Apartment foreclosures can lead to surprise owners.
What you should know about co-op foreclosures and co-op auctions.
It had all the trappings of a sherlock holmes mystery (or at least a Murder She Wrote without the murder). A mysterious man claiming to be the owner of an apartment he won at an auction. A shareholder insisting he had been given no notice that he was near foreclosure (and a bank equally insistent that he had known all along). A mystified group of board members wondering what its rights were.
“The co-op got a letter from a man who says he bought the apartment at auction and he wants to close on it as soon as possible,” says the president of the Manhattan building. “The shareholder [says he] hasn’t received notice from anyone, including his bank, that his apartment was sold, or what happens next. He needs a lawyer but can’t afford one. He called the city, legal aid, etc., but they said they can’t help him. Does the co-op have any rights to approve this buyer, like it would a regular buyer? What, if any, is the co-op’s involvement in this?” (According to the co-op auctioneer, Victor Marino, the apartment was purchased on May 29 for $302,000 by an investor named Adam Plotch.)
This unusual situation raises some questions. Is a shareholder’s bank obligated to notify the board before, during, or after a foreclosure proceeding? Boards sign “recognition agreements,” which many argue obligates the bank to inform the board. What about going to auction? If the bank had notified the board that it was taking the apartment to auction, the co-op could have purchased the apartment itself, flipped it, and made money for the building.

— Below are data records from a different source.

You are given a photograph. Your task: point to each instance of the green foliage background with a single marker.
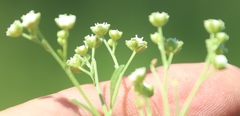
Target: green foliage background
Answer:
(27, 71)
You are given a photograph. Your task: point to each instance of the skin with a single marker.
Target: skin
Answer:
(219, 95)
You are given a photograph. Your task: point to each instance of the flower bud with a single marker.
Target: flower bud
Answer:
(115, 34)
(172, 45)
(136, 44)
(138, 75)
(65, 21)
(144, 89)
(92, 41)
(100, 29)
(213, 25)
(158, 19)
(63, 34)
(81, 50)
(155, 37)
(61, 41)
(112, 42)
(221, 49)
(220, 62)
(15, 29)
(222, 37)
(31, 20)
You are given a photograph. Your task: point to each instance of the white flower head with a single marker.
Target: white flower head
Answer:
(136, 44)
(138, 75)
(92, 41)
(158, 19)
(115, 34)
(65, 21)
(31, 19)
(15, 29)
(100, 29)
(213, 25)
(81, 50)
(75, 61)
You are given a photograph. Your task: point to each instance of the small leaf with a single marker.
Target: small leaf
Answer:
(60, 53)
(114, 79)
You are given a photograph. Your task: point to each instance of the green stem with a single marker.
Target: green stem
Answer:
(163, 92)
(164, 58)
(117, 86)
(98, 88)
(193, 92)
(112, 53)
(148, 107)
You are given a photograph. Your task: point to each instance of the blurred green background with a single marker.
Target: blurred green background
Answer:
(27, 71)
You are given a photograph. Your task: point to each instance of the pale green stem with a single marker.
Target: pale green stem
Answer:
(164, 58)
(65, 46)
(112, 53)
(98, 88)
(193, 92)
(117, 86)
(68, 72)
(164, 94)
(148, 107)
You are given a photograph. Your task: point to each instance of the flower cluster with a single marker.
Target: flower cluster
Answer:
(216, 43)
(30, 21)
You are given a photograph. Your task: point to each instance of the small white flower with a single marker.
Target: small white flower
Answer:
(138, 75)
(15, 29)
(213, 25)
(31, 19)
(65, 21)
(75, 61)
(81, 50)
(136, 44)
(115, 34)
(220, 62)
(158, 19)
(100, 29)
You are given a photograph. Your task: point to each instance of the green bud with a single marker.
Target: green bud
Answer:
(81, 50)
(15, 29)
(63, 34)
(92, 41)
(220, 62)
(158, 19)
(221, 49)
(115, 34)
(222, 37)
(138, 75)
(172, 45)
(100, 29)
(156, 38)
(213, 25)
(76, 61)
(144, 89)
(61, 41)
(136, 44)
(112, 42)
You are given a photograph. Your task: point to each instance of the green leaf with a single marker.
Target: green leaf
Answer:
(113, 80)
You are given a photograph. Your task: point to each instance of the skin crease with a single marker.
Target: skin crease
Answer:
(219, 95)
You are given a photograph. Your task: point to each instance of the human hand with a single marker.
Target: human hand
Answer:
(219, 95)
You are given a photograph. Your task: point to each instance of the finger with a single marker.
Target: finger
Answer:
(217, 96)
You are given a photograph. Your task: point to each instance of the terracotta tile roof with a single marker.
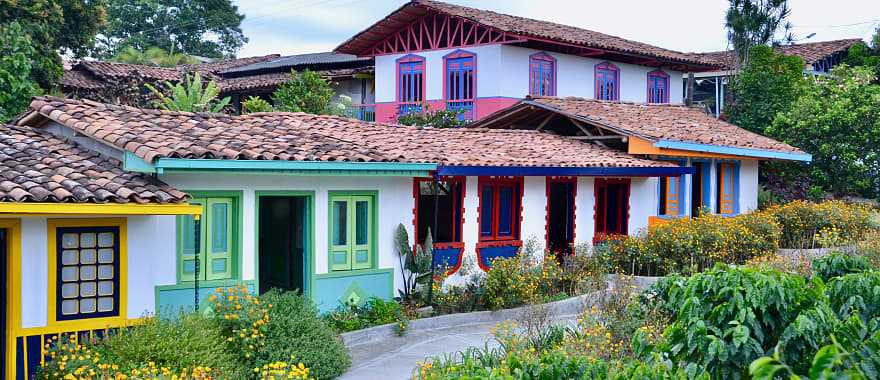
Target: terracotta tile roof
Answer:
(270, 81)
(811, 52)
(525, 27)
(98, 71)
(152, 134)
(36, 167)
(663, 122)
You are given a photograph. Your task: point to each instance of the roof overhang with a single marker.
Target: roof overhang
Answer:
(44, 209)
(668, 171)
(301, 168)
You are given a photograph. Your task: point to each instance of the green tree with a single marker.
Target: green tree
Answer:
(769, 84)
(55, 27)
(190, 96)
(304, 92)
(207, 28)
(153, 56)
(755, 22)
(837, 120)
(862, 54)
(16, 85)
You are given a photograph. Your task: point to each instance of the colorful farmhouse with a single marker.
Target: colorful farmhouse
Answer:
(109, 212)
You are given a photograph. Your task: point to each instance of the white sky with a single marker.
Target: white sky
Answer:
(303, 26)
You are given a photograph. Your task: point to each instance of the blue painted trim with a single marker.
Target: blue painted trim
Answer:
(132, 163)
(562, 171)
(219, 164)
(734, 151)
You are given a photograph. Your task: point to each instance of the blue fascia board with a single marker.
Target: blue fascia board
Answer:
(734, 151)
(132, 163)
(171, 164)
(564, 171)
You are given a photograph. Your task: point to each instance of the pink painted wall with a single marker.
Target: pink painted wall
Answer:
(387, 112)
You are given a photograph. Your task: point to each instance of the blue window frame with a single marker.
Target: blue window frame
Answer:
(607, 81)
(410, 83)
(542, 75)
(500, 200)
(658, 87)
(460, 85)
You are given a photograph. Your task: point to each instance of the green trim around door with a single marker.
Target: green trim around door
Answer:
(309, 265)
(373, 233)
(237, 222)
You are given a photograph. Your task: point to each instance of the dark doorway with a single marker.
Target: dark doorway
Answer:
(612, 207)
(283, 242)
(3, 300)
(560, 217)
(697, 189)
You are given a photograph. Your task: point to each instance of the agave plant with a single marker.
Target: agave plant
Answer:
(190, 96)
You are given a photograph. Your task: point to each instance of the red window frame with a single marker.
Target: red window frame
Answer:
(542, 75)
(458, 231)
(496, 184)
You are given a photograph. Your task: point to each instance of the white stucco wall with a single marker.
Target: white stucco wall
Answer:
(748, 185)
(395, 205)
(151, 260)
(503, 71)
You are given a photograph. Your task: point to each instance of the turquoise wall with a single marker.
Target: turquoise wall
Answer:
(171, 300)
(333, 289)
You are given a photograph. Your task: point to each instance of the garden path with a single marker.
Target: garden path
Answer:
(395, 358)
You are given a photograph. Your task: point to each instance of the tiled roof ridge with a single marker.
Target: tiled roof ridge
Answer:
(438, 6)
(40, 167)
(621, 102)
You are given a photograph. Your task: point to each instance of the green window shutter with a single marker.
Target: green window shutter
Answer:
(186, 240)
(362, 225)
(340, 233)
(218, 225)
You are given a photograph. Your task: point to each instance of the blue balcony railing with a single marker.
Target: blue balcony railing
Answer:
(465, 108)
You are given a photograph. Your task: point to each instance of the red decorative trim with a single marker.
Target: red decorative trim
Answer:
(660, 74)
(603, 182)
(435, 31)
(607, 66)
(543, 56)
(517, 227)
(459, 179)
(551, 180)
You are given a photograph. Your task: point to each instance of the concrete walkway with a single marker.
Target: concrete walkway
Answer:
(395, 358)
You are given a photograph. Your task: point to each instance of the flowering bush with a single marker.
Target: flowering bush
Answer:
(690, 245)
(808, 224)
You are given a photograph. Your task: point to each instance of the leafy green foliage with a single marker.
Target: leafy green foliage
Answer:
(256, 104)
(374, 312)
(55, 27)
(415, 264)
(305, 92)
(726, 318)
(190, 96)
(837, 120)
(152, 56)
(187, 342)
(16, 85)
(753, 22)
(207, 28)
(839, 264)
(767, 85)
(433, 118)
(295, 330)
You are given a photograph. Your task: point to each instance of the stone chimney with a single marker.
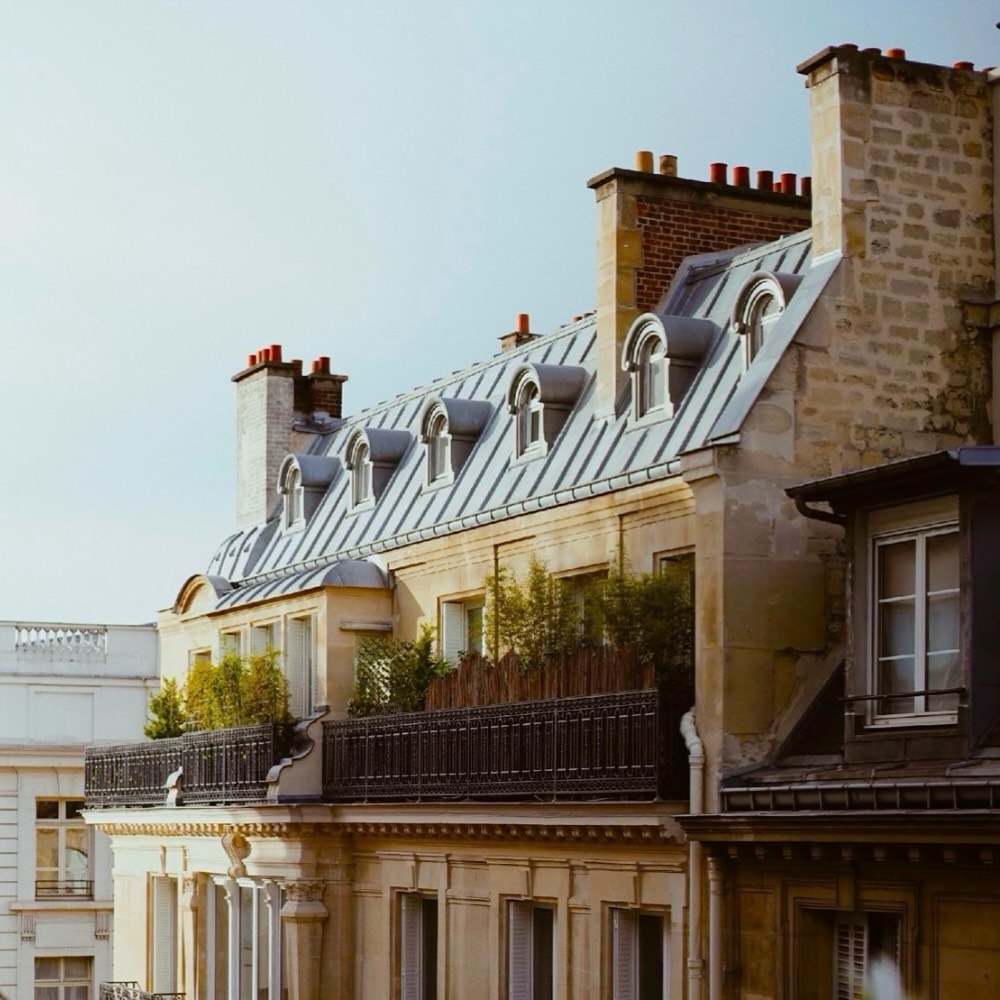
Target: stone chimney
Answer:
(277, 408)
(902, 163)
(648, 223)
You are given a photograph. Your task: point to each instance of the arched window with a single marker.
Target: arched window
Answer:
(528, 417)
(438, 446)
(650, 393)
(360, 464)
(760, 303)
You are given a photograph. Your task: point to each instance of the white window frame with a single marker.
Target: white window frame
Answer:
(413, 931)
(456, 627)
(529, 420)
(265, 906)
(61, 825)
(64, 984)
(625, 953)
(438, 441)
(300, 664)
(910, 522)
(523, 961)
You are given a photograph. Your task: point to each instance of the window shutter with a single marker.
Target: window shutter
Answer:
(519, 950)
(624, 955)
(452, 630)
(298, 661)
(410, 946)
(851, 945)
(164, 935)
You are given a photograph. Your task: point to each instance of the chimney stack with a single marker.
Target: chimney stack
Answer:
(648, 223)
(271, 395)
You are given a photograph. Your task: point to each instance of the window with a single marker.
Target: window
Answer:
(528, 419)
(294, 500)
(418, 936)
(299, 665)
(163, 935)
(530, 946)
(760, 302)
(438, 447)
(63, 978)
(360, 464)
(62, 849)
(245, 939)
(915, 623)
(638, 955)
(461, 628)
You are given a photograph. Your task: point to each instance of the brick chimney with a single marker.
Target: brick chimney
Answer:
(648, 223)
(271, 396)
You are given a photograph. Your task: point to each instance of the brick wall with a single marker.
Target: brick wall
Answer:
(672, 230)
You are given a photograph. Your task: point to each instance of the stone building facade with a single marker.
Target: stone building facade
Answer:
(804, 412)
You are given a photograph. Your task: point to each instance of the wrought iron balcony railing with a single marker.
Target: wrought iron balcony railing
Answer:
(603, 746)
(54, 888)
(131, 991)
(218, 766)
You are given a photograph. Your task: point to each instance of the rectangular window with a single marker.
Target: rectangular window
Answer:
(62, 849)
(300, 665)
(915, 620)
(461, 628)
(245, 939)
(638, 955)
(530, 947)
(163, 935)
(63, 978)
(418, 943)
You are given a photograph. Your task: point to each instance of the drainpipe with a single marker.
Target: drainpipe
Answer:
(696, 764)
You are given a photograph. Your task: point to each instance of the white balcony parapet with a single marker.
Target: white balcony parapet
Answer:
(60, 640)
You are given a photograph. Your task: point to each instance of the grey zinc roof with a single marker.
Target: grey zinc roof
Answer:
(589, 456)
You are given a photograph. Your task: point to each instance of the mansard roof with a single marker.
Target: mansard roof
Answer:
(590, 456)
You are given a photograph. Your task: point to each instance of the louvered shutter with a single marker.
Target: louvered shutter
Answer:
(452, 630)
(850, 959)
(518, 950)
(164, 935)
(624, 955)
(298, 656)
(410, 946)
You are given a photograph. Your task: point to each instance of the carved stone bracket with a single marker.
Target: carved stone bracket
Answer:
(237, 849)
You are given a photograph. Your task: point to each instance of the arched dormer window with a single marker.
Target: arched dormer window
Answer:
(359, 461)
(302, 483)
(760, 302)
(294, 505)
(371, 455)
(540, 398)
(663, 354)
(450, 428)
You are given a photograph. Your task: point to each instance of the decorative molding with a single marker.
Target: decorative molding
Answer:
(237, 848)
(304, 892)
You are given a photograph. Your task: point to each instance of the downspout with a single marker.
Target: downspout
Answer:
(696, 765)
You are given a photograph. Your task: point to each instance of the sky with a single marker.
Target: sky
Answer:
(389, 184)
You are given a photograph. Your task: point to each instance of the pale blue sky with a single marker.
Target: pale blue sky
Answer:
(387, 183)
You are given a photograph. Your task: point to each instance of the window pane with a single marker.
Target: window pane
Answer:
(942, 623)
(897, 569)
(47, 849)
(942, 562)
(76, 968)
(896, 632)
(47, 968)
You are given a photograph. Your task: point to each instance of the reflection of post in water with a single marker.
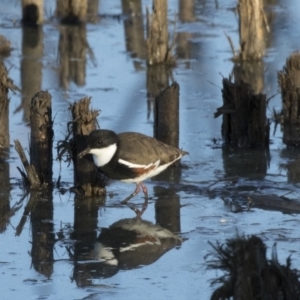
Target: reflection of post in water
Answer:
(134, 30)
(289, 82)
(167, 209)
(32, 12)
(85, 235)
(32, 52)
(245, 163)
(4, 148)
(42, 228)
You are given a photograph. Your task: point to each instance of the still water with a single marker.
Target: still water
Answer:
(60, 253)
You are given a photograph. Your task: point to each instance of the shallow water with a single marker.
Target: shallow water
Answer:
(54, 256)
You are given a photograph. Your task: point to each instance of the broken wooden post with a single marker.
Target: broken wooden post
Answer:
(71, 11)
(32, 12)
(31, 63)
(157, 34)
(4, 149)
(4, 107)
(41, 136)
(252, 27)
(134, 29)
(86, 174)
(166, 120)
(244, 115)
(289, 83)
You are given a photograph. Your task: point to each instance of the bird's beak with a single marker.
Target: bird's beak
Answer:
(84, 152)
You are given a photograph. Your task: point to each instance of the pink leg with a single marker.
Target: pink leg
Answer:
(145, 190)
(136, 191)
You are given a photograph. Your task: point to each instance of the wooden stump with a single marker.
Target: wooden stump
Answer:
(157, 34)
(166, 124)
(4, 107)
(252, 26)
(5, 209)
(71, 11)
(73, 47)
(86, 174)
(31, 63)
(41, 136)
(289, 83)
(32, 12)
(244, 115)
(134, 29)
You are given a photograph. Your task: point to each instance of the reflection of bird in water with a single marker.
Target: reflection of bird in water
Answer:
(130, 156)
(126, 244)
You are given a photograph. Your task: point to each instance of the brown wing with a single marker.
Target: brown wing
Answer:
(138, 148)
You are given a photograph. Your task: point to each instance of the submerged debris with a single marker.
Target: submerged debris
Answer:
(248, 274)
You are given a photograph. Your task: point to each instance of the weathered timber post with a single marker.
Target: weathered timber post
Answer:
(41, 136)
(31, 63)
(244, 115)
(134, 30)
(85, 172)
(167, 115)
(4, 107)
(166, 129)
(252, 26)
(71, 11)
(289, 82)
(73, 47)
(32, 12)
(4, 149)
(157, 34)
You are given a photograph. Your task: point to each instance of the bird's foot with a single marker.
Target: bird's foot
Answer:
(138, 212)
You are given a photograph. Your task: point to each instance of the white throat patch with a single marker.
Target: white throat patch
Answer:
(104, 155)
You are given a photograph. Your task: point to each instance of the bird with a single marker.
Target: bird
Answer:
(130, 157)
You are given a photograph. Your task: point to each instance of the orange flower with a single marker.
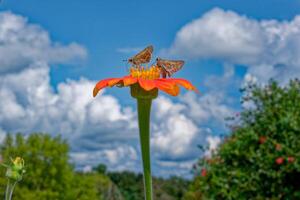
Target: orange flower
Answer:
(148, 79)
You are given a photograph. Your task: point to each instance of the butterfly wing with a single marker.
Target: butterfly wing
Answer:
(170, 66)
(142, 57)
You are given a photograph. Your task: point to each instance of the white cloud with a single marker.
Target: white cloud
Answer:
(269, 48)
(23, 44)
(174, 133)
(129, 50)
(220, 34)
(99, 129)
(121, 157)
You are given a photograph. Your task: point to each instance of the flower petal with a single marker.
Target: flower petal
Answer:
(100, 85)
(184, 83)
(169, 87)
(129, 80)
(147, 84)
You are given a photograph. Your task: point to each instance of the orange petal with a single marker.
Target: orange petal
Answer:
(169, 87)
(184, 83)
(100, 85)
(114, 81)
(129, 80)
(147, 84)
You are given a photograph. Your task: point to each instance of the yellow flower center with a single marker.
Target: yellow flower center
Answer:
(145, 73)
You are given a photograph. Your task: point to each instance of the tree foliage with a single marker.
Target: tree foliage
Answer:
(49, 175)
(261, 158)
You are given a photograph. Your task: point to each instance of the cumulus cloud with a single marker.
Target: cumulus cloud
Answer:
(99, 130)
(270, 48)
(22, 44)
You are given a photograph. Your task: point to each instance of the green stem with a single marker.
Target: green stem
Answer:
(10, 189)
(144, 108)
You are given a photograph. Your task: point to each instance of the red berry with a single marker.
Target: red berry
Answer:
(278, 147)
(279, 160)
(262, 139)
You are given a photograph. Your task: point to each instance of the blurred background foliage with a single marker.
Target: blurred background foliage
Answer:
(259, 159)
(49, 175)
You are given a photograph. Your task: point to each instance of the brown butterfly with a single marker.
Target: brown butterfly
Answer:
(169, 67)
(142, 57)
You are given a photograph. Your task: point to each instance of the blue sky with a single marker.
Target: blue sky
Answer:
(225, 44)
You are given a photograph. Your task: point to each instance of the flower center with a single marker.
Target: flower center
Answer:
(145, 73)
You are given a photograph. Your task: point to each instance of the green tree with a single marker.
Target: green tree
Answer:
(261, 158)
(49, 175)
(131, 186)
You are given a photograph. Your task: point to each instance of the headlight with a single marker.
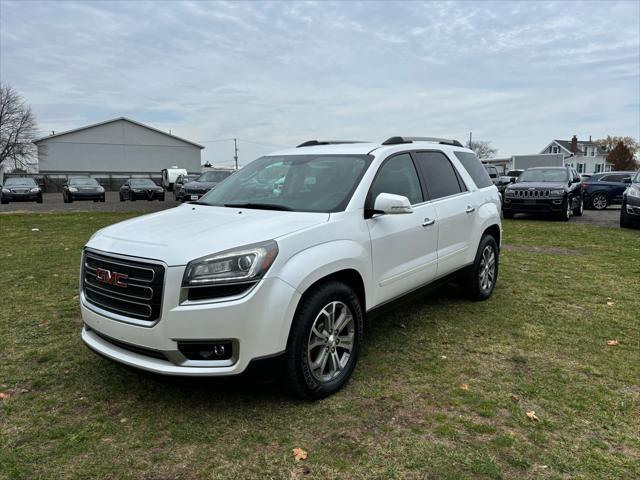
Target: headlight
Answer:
(241, 264)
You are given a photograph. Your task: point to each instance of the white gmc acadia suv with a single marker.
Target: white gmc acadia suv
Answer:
(285, 258)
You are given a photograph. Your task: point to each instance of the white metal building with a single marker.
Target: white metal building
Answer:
(118, 147)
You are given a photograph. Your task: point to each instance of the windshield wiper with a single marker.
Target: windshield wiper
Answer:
(259, 206)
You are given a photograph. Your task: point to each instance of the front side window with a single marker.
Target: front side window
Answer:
(439, 175)
(476, 170)
(399, 177)
(544, 175)
(305, 183)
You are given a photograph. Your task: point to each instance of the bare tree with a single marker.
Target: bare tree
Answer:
(483, 150)
(610, 143)
(18, 128)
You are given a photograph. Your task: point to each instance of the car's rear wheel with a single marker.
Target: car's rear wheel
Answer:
(481, 279)
(624, 220)
(599, 201)
(579, 210)
(324, 341)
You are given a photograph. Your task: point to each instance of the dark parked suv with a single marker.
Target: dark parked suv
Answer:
(82, 188)
(550, 190)
(630, 211)
(20, 189)
(604, 189)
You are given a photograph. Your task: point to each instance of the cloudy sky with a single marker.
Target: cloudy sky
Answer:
(274, 74)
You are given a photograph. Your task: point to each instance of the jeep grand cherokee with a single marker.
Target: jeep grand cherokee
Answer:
(287, 256)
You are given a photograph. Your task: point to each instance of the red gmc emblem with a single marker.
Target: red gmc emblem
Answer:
(111, 278)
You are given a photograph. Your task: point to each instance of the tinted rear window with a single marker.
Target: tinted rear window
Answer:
(475, 169)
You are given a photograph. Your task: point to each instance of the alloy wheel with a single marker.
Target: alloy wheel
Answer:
(487, 268)
(331, 341)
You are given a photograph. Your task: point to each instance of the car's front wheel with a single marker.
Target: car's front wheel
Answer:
(579, 210)
(324, 341)
(599, 201)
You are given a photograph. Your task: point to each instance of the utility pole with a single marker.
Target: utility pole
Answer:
(235, 146)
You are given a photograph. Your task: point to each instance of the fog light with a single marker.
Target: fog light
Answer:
(206, 350)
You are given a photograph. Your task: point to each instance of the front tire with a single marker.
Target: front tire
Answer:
(599, 201)
(324, 341)
(579, 210)
(481, 279)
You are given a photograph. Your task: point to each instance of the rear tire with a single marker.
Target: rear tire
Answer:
(320, 361)
(480, 282)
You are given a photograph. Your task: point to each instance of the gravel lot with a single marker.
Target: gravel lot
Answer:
(53, 203)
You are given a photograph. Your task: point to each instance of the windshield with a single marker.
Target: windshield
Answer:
(213, 177)
(87, 182)
(544, 175)
(20, 182)
(306, 183)
(142, 182)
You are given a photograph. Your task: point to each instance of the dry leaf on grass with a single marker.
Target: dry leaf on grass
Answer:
(532, 416)
(300, 454)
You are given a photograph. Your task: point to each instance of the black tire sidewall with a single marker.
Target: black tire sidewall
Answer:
(298, 374)
(472, 282)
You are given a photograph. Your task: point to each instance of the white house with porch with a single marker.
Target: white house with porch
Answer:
(584, 156)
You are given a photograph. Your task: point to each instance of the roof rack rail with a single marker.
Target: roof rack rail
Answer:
(315, 143)
(399, 140)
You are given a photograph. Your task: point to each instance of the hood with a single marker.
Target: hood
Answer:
(537, 185)
(179, 235)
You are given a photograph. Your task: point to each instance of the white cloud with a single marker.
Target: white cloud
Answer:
(518, 73)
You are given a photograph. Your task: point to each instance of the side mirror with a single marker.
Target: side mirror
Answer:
(392, 204)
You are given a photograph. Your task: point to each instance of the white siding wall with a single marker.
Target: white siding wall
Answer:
(119, 146)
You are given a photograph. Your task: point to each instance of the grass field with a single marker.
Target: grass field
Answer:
(564, 291)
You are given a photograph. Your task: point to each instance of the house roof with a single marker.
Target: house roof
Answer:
(566, 144)
(48, 137)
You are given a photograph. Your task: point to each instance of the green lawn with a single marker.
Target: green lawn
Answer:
(67, 413)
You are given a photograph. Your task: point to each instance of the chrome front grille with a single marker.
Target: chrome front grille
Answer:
(531, 193)
(130, 288)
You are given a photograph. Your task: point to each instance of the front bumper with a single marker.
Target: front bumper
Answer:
(531, 205)
(21, 197)
(85, 195)
(256, 324)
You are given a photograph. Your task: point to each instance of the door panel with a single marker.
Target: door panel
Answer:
(403, 251)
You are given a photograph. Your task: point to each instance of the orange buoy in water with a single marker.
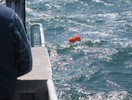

If a bank sends a shareholder a notice of default, the lender is required to notify the board or management company, says attorney Steve L. Einig, who represents lenders in co-op foreclosures. That’s because of the recognition agreement signed by the bank, shareholder, and co-op board at purchase time. At each step of the foreclosure process, the board or management company will get the same letters the shareholder receives, Einig says. If the shareholder cannot pay, work out a deal with the bank, or sell, the unit goes to auction. Here, that recognition agreement gives co-ops another edge. If a shareholder’s apartment is auctioned, the cooperative will be paid for back maintenance first before the bank is reimbursed.
At a bank auction, the lender sets the price, looking to get the best deal to cover the loan. If a minimum price to do that is not met, the bank will try to auction the property later. “The bank does not want to be the winning party,” says attorney Bruce Cholst, a partner at Rosen & Livingston, which represents about 175 co-ops and condos in the city.
An individual co-op board can decide to buy the apartment at the auction, and then re-sell it for a profit. Einig says that, in his experience, not many small co-ops do this because of the large amount of cash needed. Cholst says he often sees co-ops at least try to make a bid: “Co-ops will often send a representative to the auction, hoping to pick up a bargain.”
While a condo or home auction is a court proceeding, a co-op auction is simply a business transaction made under the Federal Uniform Commercial Code, says William Mannion, an auctioneer who has conducted New York City co-op auctions for 25 years.
Most co-op auctions in Manhattan are held, thanks to tradition, in the rotunda inside the New York County Courthouse. At the auction, a buyer must put down 10 percent of the purchase price and be able to close within 30 days, Mannion says. Most buyers at co-op auctions are investors, not potential residents.
Which brings us to one of the biggest question as far as a co-op board is concerned: what happens with that buyer? Is he allowed to move into the apartment? Can he turn around and sell it to anyone and does that person automatically get in? Almost all leases provide that if the apartment is purchased by an investor who sells, that potential resident has to go for a full financial review before the board like anyone else, says Cholst.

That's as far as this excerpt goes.